Die Notiz
„Einer der letzten fünf Tiger fraß mich gestern ...“
Manchmal schießen mir Gedanken durch den Kopf, die ich notiere, weil ich sie originär finde oder weiterspinnen will. Bei dieser Notiz komme ich aber einfach nicht drauf, was ich mir dabei dachte.
Außerdem schrieb ich mir auf: „Sehr geehrter Herr, Ihre Geburtszeit war um 8 Uhr 25.“ Ob diese Zeitangabe wirklich stimmt? Tatsächlich fragte ich gestern beim Standesamt nach. Ich wusste, dass es morgens gewesen war - aber nicht die genaue Uhrzeit. Fragt mich bitte nicht, warum ich nachfragte. Wahrscheinlich hatte ich Langeweile. Nein, schon lange wollte ich meine Mutter nochmals darauf ansprechen, denn erzählt hatte sie es mir irgendwann mal. (Nun ist sie leider tot.)
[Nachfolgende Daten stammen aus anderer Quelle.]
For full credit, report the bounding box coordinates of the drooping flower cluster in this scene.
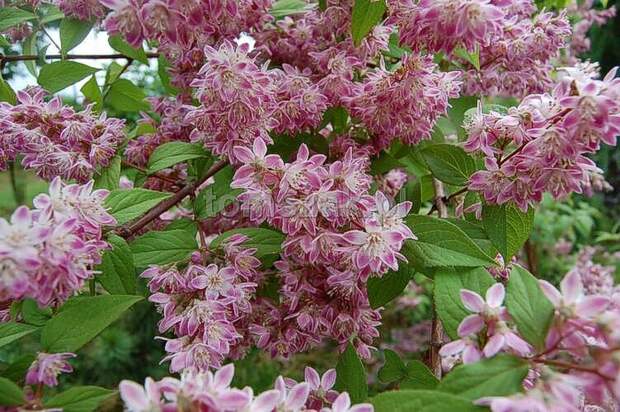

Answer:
[439,283,531,367]
[119,364,373,412]
[0,178,115,306]
[96,0,273,88]
[25,352,76,387]
[141,234,262,372]
[185,42,328,163]
[185,41,278,163]
[54,0,107,21]
[230,140,414,358]
[343,54,461,149]
[0,87,125,182]
[387,0,510,54]
[464,66,620,211]
[388,0,572,96]
[256,0,391,104]
[566,0,617,63]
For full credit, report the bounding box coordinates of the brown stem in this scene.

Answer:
[120,160,184,187]
[524,238,538,275]
[533,358,612,379]
[0,52,159,65]
[429,178,448,378]
[115,159,228,239]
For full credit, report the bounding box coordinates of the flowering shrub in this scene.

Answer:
[0,0,618,411]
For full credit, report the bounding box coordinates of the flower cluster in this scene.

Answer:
[185,41,277,163]
[0,178,115,306]
[25,352,76,387]
[343,54,461,149]
[479,267,620,410]
[141,234,261,372]
[231,140,414,358]
[119,364,373,412]
[186,42,328,163]
[97,0,273,88]
[54,0,107,21]
[256,0,391,105]
[566,0,617,63]
[0,87,125,182]
[460,10,572,97]
[439,283,531,367]
[388,0,572,96]
[464,66,620,211]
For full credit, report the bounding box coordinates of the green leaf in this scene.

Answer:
[448,96,478,139]
[434,267,496,339]
[130,228,198,267]
[41,295,143,352]
[378,351,438,390]
[97,234,136,295]
[0,75,17,104]
[1,354,36,382]
[420,144,477,187]
[38,61,99,93]
[38,4,65,23]
[194,165,242,219]
[22,33,38,77]
[0,322,38,348]
[335,343,367,404]
[403,215,496,271]
[45,386,116,412]
[0,377,24,406]
[454,46,480,70]
[351,0,386,46]
[105,61,124,85]
[81,75,103,112]
[367,264,413,308]
[105,79,150,112]
[93,155,121,191]
[105,188,172,225]
[400,361,439,390]
[210,228,284,267]
[270,0,309,17]
[157,55,178,95]
[21,299,52,326]
[59,18,93,55]
[371,390,482,412]
[0,8,36,31]
[322,106,349,134]
[438,355,529,400]
[505,265,554,350]
[377,349,407,383]
[147,142,208,174]
[482,203,535,261]
[108,35,149,64]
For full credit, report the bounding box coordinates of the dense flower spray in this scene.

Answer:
[464,66,620,211]
[0,87,125,182]
[0,178,115,306]
[119,364,373,412]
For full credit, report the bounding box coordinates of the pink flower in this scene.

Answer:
[25,352,76,387]
[322,392,374,412]
[119,378,162,412]
[274,376,311,412]
[539,270,610,319]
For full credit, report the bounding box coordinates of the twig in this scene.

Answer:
[0,52,159,64]
[8,162,24,205]
[121,160,184,187]
[115,159,228,239]
[40,27,60,51]
[429,178,448,378]
[524,238,538,275]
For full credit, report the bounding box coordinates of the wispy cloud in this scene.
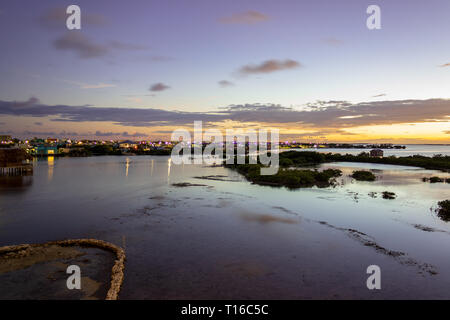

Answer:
[219,11,269,24]
[279,130,357,140]
[149,83,170,92]
[61,79,117,89]
[5,129,147,139]
[95,131,147,137]
[126,97,143,103]
[53,32,109,59]
[323,37,343,46]
[21,130,80,137]
[136,55,174,63]
[218,80,234,87]
[217,100,450,128]
[109,41,148,51]
[372,93,387,98]
[82,83,116,89]
[53,32,148,59]
[0,97,219,126]
[1,98,449,130]
[439,63,450,67]
[238,59,301,75]
[122,94,155,97]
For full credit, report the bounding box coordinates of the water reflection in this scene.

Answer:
[47,156,54,181]
[0,176,33,194]
[125,157,130,177]
[1,155,450,299]
[167,158,172,182]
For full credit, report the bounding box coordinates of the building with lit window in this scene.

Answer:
[33,145,58,156]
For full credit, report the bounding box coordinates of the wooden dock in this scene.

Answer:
[0,164,33,176]
[0,148,33,176]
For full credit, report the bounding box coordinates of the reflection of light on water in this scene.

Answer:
[3,155,450,298]
[47,156,54,181]
[125,158,130,177]
[167,158,172,182]
[150,159,154,177]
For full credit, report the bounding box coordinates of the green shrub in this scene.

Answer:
[429,176,444,183]
[279,158,294,167]
[351,170,376,181]
[436,200,450,221]
[382,191,396,200]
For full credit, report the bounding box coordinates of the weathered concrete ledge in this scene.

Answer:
[0,239,125,300]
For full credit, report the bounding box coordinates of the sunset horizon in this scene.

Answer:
[1,0,449,144]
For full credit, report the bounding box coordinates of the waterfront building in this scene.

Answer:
[33,145,58,156]
[0,148,33,176]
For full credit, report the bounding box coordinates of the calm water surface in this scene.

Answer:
[290,144,450,157]
[0,150,449,299]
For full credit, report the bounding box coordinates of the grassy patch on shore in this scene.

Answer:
[322,153,450,172]
[225,150,450,189]
[422,177,450,183]
[278,151,328,167]
[226,161,342,189]
[274,150,450,172]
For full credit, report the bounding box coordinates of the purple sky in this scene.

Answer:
[0,0,449,142]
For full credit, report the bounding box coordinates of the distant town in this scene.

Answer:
[0,134,406,157]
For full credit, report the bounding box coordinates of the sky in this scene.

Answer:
[0,0,449,143]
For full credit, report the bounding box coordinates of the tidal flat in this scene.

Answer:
[0,155,449,299]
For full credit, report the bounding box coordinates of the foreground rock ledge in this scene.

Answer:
[0,239,126,300]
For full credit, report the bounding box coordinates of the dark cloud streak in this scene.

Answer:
[149,83,170,92]
[218,80,234,87]
[53,32,109,59]
[0,98,449,129]
[52,32,149,59]
[238,59,301,75]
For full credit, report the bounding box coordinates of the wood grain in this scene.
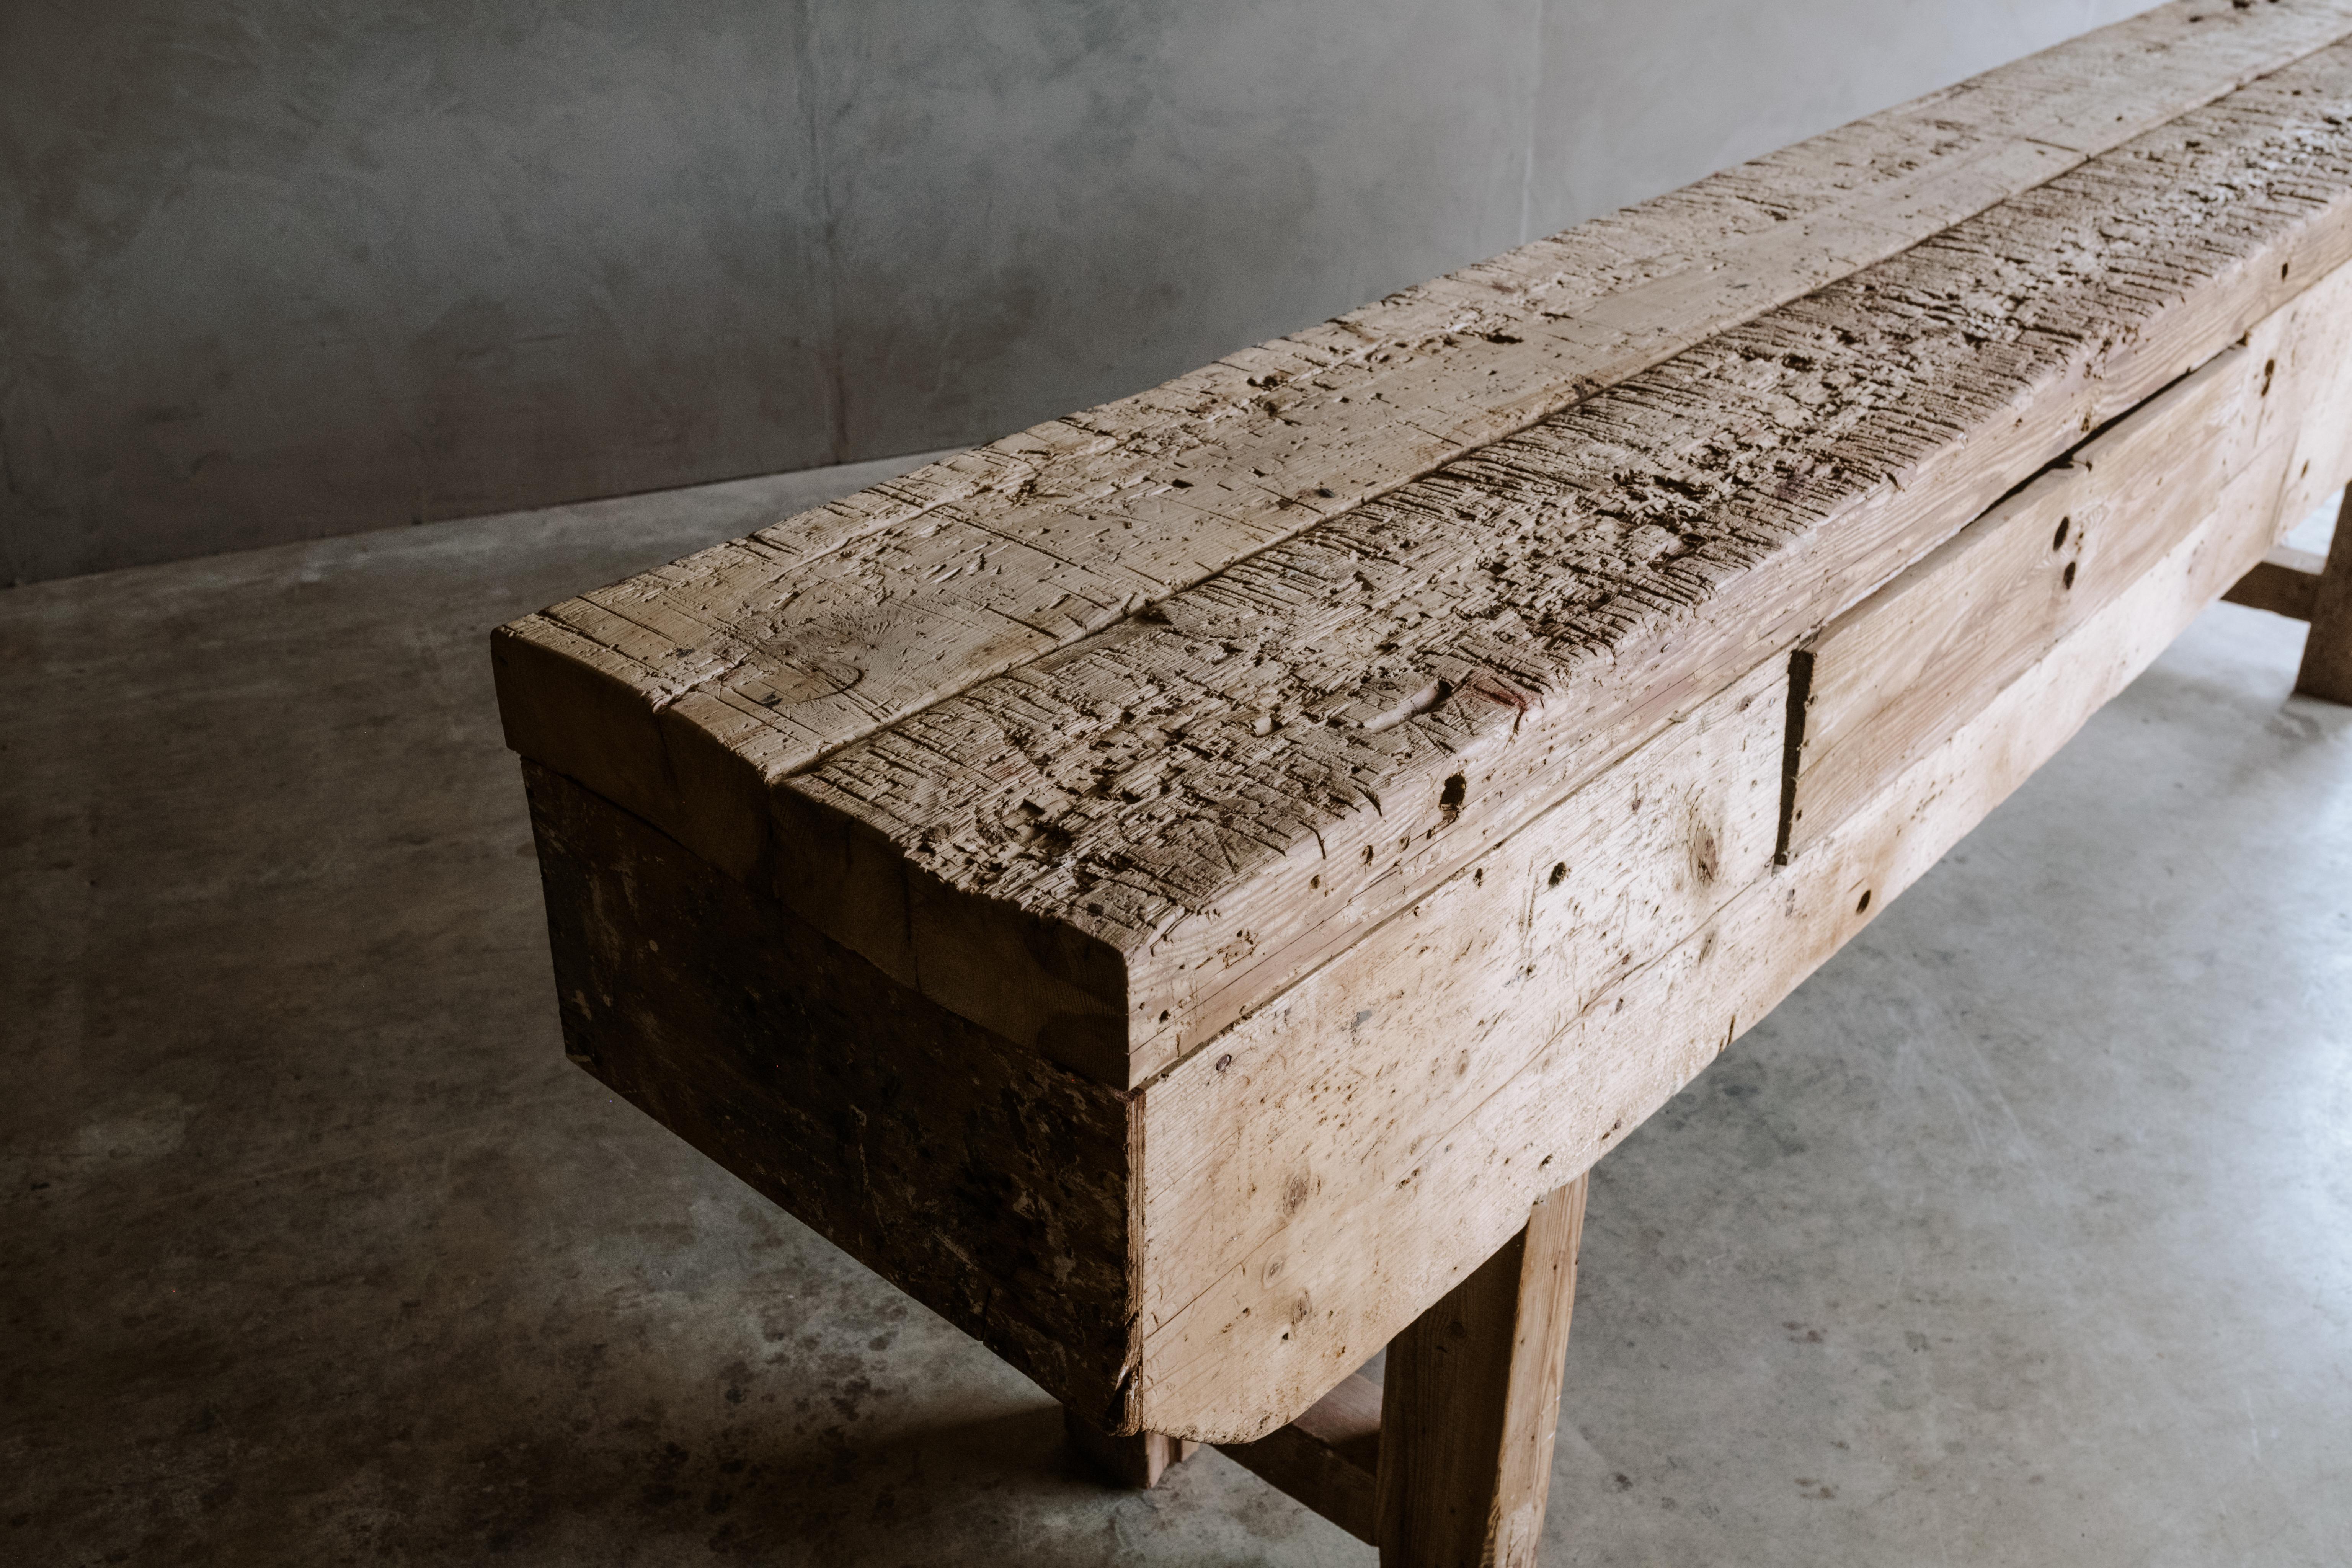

Solche Zeitpunkte sind etwas besonderes, finde ich. Ich wurde um 8 Uhr 25 geboren. Wow! Es ist jetzt eine viel genauere Vorstellung, als nur den Tag zu wissen. Bei einer astrologischen Anfrage wollen sie doch die Uhrzeit – auch wenn ich nicht an Astrologie glaube, aber wer weiß? Vielleicht fordere ich mal spaßeshalber mein Horoskop an. Es hat seinen Reiz, wenn man über solch verrückte Zusammenhänge nachdenkt.
„Einer der letzten fünf Tiger fraß mich gestern ...“ Warum zum Teufel habe ich mir das notiert? Weil es eine witzige Vorstellung wäre, von einer durch den Einfluss der Menschen aussterbenden Tierart gefressen zu werden? Aber warum gestern – also eigentlich vorgestern? Ich lebe noch. Und es kreuzte auch kein Tiger meinen Weg. Womöglich fand ich einfach den Satz gut, so wie man einen einzelnen Pinselstrich gut finden kann, ohne zu wissen, was folgen soll. Ich lass es am Besten einfach so stehen. Manche Sachen finden erst später oder gar erst viel später ihre Bedeutung. Wie das eigene Leben, die Welt, das Universum. Ich bin selbst so eine unerklärliche Notiz. 8 Uhr 25 wurde sie an einem Wintertag vor fünfzig Jahren in die Welt gesetzt.